How Would You Rate The Character Audrey In The Girl Who Woke Up Dead?

2025-11-26 13:49:51 226

3 Answers

Willa
Willa
2025-11-28 15:15:50
Controversial take maybe, but I give Audrey a solid 10/10 and here's why: she's a deconstruction of the "justified revenge" trope. Most novels would have her screaming "I saved your lives!" and spiraling into increasingly desperate attempts to prove herself. Instead, she takes one look at these ungrateful people and says "you're not worth fighting for." That's powerful. She's not trying to win them back or expose Hailey's true nature to make them love her again.

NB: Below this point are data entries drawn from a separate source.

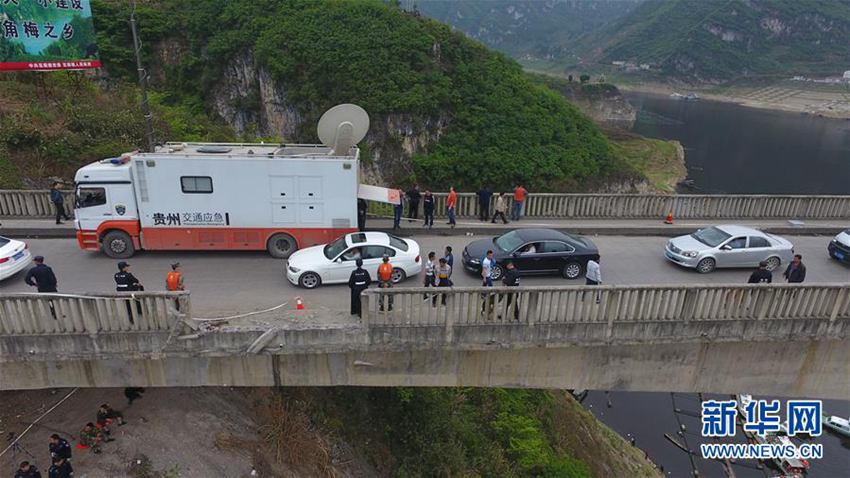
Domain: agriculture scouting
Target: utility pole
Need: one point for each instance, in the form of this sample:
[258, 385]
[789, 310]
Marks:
[143, 80]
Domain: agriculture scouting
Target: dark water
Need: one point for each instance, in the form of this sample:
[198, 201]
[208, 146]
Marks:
[737, 149]
[648, 416]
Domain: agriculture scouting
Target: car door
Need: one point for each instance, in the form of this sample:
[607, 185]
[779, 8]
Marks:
[733, 252]
[530, 262]
[758, 249]
[339, 270]
[556, 255]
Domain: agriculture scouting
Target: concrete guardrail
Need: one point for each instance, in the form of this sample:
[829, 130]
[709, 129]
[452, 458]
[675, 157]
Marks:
[32, 204]
[602, 314]
[62, 314]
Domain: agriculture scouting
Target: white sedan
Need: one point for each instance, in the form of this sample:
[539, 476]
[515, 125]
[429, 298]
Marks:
[14, 256]
[332, 263]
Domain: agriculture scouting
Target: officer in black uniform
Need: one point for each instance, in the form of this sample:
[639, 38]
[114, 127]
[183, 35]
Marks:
[125, 281]
[511, 279]
[358, 282]
[761, 275]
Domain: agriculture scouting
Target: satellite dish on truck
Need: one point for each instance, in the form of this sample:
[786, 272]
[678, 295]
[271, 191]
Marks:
[343, 126]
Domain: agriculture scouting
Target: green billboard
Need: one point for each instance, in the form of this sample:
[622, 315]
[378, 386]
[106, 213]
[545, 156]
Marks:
[47, 35]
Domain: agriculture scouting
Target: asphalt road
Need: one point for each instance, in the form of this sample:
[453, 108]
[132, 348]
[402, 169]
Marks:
[235, 282]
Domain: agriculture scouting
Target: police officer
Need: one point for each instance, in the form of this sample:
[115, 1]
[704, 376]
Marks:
[125, 281]
[761, 275]
[41, 276]
[358, 282]
[61, 468]
[511, 279]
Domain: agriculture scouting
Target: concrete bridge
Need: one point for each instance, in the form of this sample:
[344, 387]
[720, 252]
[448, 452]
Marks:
[36, 203]
[789, 340]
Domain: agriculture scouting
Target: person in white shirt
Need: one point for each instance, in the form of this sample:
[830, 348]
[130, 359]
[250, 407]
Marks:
[594, 275]
[487, 264]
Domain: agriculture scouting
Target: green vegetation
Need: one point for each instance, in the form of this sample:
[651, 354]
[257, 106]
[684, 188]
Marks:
[51, 123]
[500, 128]
[701, 40]
[527, 29]
[409, 432]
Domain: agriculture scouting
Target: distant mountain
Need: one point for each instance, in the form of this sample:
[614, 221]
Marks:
[525, 29]
[711, 40]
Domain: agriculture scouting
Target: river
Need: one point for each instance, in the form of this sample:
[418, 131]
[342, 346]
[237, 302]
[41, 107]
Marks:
[732, 149]
[737, 149]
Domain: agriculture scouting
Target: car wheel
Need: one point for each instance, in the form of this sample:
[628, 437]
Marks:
[281, 245]
[398, 275]
[572, 270]
[773, 263]
[706, 265]
[497, 272]
[309, 280]
[118, 245]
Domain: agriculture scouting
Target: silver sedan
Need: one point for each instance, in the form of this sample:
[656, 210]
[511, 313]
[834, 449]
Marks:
[728, 246]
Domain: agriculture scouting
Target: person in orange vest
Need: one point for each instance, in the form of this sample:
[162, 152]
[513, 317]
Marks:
[451, 203]
[174, 279]
[385, 280]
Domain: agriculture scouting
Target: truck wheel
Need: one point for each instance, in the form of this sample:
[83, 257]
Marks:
[281, 245]
[118, 245]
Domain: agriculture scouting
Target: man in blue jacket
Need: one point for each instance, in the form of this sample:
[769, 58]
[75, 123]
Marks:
[59, 202]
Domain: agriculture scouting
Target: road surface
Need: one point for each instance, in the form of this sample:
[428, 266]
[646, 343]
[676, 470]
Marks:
[224, 283]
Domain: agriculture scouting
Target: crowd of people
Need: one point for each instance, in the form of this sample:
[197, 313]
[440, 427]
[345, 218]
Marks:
[91, 438]
[486, 200]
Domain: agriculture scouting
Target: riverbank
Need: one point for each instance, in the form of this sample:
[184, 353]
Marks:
[827, 102]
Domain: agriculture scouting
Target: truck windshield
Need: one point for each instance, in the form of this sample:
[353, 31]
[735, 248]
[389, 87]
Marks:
[710, 236]
[335, 248]
[509, 241]
[88, 197]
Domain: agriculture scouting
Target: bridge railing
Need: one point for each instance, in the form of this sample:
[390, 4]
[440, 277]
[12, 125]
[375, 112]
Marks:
[36, 203]
[40, 314]
[614, 307]
[646, 206]
[32, 203]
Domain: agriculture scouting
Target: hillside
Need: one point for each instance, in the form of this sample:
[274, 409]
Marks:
[527, 30]
[445, 110]
[701, 41]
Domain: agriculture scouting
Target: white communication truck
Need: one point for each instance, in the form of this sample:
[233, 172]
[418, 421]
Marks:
[193, 196]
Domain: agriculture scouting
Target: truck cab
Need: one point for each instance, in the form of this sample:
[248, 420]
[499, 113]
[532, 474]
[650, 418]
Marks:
[105, 213]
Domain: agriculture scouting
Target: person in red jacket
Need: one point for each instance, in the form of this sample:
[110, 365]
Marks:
[451, 203]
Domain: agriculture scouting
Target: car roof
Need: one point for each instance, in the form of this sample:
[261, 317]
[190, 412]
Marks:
[539, 234]
[738, 230]
[367, 238]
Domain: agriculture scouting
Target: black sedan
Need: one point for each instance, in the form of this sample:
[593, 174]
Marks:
[533, 251]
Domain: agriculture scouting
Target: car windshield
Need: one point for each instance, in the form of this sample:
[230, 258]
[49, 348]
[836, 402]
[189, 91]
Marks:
[398, 243]
[335, 248]
[711, 236]
[508, 241]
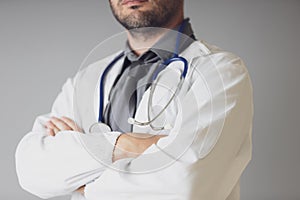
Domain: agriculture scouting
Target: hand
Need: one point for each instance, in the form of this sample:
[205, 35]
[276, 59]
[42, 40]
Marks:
[131, 145]
[54, 125]
[81, 190]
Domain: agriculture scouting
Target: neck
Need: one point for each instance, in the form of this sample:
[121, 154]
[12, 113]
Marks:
[140, 40]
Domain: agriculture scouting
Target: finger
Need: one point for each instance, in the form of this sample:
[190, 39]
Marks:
[60, 124]
[50, 125]
[71, 124]
[50, 132]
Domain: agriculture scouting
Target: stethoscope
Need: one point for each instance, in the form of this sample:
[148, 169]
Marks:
[101, 127]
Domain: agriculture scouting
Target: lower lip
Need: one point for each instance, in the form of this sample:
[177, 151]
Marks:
[133, 2]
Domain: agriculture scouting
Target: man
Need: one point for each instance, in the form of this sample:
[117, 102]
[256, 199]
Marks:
[200, 156]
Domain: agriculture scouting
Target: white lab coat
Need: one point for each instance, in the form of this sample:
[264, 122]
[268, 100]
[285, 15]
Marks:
[210, 137]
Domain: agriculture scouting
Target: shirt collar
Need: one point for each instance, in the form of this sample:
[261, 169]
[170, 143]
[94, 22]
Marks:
[165, 47]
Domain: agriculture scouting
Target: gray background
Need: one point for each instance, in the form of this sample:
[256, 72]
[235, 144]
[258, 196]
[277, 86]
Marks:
[43, 42]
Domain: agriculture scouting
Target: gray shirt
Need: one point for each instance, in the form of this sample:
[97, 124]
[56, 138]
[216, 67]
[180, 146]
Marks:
[136, 75]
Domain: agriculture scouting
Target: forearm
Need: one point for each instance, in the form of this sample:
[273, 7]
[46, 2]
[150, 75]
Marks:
[131, 145]
[51, 166]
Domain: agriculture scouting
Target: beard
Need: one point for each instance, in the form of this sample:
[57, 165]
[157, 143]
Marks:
[161, 14]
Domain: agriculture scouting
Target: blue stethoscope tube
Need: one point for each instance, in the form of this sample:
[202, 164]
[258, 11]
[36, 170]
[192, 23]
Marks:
[175, 58]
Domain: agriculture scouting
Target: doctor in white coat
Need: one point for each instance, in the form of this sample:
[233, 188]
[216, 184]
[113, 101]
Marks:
[201, 155]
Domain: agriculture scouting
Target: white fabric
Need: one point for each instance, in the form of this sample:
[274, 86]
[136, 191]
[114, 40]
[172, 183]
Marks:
[210, 138]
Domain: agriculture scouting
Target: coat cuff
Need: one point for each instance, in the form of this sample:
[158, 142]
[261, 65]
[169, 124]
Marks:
[100, 145]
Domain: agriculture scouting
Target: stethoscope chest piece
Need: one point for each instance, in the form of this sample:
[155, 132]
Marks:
[99, 128]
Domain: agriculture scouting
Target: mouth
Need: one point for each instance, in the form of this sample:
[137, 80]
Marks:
[133, 2]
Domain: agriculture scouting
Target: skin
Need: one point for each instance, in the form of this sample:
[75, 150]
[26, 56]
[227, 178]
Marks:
[134, 16]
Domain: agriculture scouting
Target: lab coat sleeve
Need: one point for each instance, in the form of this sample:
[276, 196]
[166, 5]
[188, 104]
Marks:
[49, 166]
[203, 158]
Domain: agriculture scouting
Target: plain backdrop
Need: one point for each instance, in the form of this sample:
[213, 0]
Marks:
[43, 42]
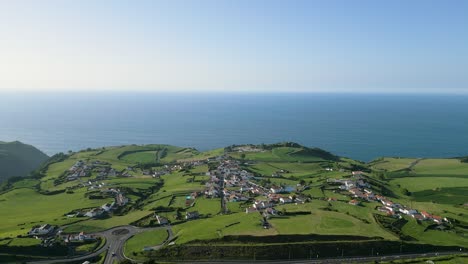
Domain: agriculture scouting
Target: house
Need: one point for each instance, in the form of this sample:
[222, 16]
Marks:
[285, 200]
[120, 199]
[192, 215]
[250, 210]
[271, 211]
[276, 189]
[41, 231]
[418, 216]
[107, 207]
[426, 215]
[162, 220]
[262, 205]
[94, 212]
[437, 219]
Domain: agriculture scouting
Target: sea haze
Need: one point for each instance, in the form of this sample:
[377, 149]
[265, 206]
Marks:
[358, 126]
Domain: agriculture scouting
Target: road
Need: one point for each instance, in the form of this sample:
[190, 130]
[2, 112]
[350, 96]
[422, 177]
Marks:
[333, 260]
[115, 240]
[116, 237]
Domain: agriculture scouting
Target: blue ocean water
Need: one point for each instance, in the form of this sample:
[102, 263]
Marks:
[360, 126]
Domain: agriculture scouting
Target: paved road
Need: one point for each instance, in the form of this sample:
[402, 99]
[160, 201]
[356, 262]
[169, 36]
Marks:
[334, 260]
[116, 237]
[115, 240]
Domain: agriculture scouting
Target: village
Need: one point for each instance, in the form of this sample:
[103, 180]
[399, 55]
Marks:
[231, 183]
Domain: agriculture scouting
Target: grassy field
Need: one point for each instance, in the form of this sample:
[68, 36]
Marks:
[219, 226]
[146, 239]
[142, 157]
[38, 209]
[280, 154]
[417, 184]
[438, 186]
[441, 167]
[94, 225]
[392, 164]
[328, 222]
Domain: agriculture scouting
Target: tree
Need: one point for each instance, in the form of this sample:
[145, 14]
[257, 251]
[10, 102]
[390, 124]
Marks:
[178, 214]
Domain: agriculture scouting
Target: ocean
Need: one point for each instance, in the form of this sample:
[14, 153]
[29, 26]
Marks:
[359, 126]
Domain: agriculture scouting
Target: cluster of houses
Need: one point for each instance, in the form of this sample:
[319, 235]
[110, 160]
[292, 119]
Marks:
[227, 176]
[395, 209]
[79, 169]
[43, 230]
[359, 189]
[83, 169]
[119, 200]
[233, 184]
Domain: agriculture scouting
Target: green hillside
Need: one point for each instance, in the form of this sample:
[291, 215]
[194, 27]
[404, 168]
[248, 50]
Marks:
[18, 159]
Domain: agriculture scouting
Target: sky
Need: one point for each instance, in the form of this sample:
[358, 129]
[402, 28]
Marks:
[239, 46]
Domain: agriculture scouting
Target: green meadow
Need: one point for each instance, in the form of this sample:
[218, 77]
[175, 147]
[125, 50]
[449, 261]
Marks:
[438, 186]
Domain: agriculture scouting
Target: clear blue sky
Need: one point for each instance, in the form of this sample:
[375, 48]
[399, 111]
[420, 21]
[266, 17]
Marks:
[239, 45]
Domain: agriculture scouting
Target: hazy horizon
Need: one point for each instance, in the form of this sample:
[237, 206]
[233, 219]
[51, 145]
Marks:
[235, 46]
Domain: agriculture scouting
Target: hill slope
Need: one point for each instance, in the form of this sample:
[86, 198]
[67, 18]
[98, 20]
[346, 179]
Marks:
[18, 159]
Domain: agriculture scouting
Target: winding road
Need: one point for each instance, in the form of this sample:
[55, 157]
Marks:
[115, 240]
[117, 236]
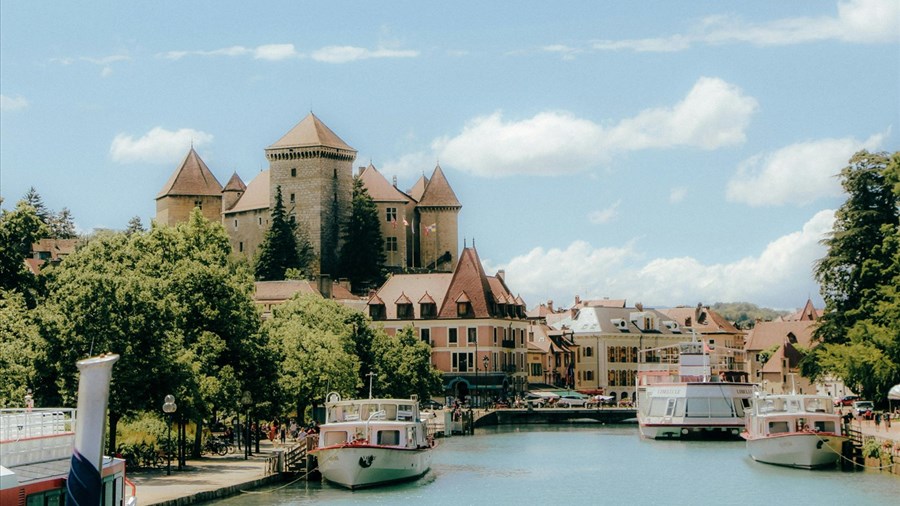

She just wants OUT. The four million dollars? Brilliant. She's essentially saying "if my heroism means nothing emotionally, at least compensate me financially." It reframes the narrative – she's not their Beloved sister anymore, she's a service provider they owe a debt to. Cold? Maybe. But after being replaced while in a coma YOU caused saving THEIR lives? Completely justified. Audrey understands something most protagonists don't: sometimes the best revenge is indifference. She's not giving them the satisfaction of seeing her break. That's queen behavior.
Quincy
Quincy
2025-11-29 12:14:16
I'd rate Audrey 9/10 as a protagonist. What makes her exceptional is her character evolution between timelines. First-life Audrey was emotionally reactive and desperate for validation – exactly what you'd expect from someone who'd been deeply loved then abandoned. But second-chance Audrey? She's calculated, pragmatic, and emotionally detached in the healthiest way possible. She immediately secures financial independence, installs hidden cameras, and refuses to engage in Hailey's manipulation games. The brilliance is in her restraint – she doesn't scream about injustice or demand they recognize her sacrifice. She simply opts out of the toxic dynamic entirely. That takes incredible emotional maturity. My only critique preventing a perfect 10 is we're only two chapters in, so I want to see how she maintains this steel spine when the emotional manipulation intensifies. But so far? She's the anti-Hero we need – someone who refuses to be gaslit into Becoming the villain everyone expects her to be.
Zane
Zane
2025-12-01 18:59:02
Audrey is easily an 8.5/10 for me. Here's why: she's not a passive victim NOR is she an unhinged revenge-seeker. She walks this perfect middle path of self-preservation wIthout losing her humanity. The opening line – "I felt nothing" – is chef's kiss. after literally driving a burning car to save four people and spending three years in a coma, her family prioritizes a birthday party? That numbness is earned. What I love is her strategic thinking. Demanding four million dollars wasn't greed; it was insurance against the future financial abuse she knows is coming. Installing cameras to document Hailey's schemes shows she understands evidence beats emotion. She's playing 4D chess while everyone else is playing checkers. The only reason I don't give her a perfect score is I'm curious if she'll maintain this icy composure or if we'll see cracks. Does she genuinely feel nothing, or is she suppressing trauma? That complexity will determine if she becomes a truly legendary character or just a satisfying power fantasy.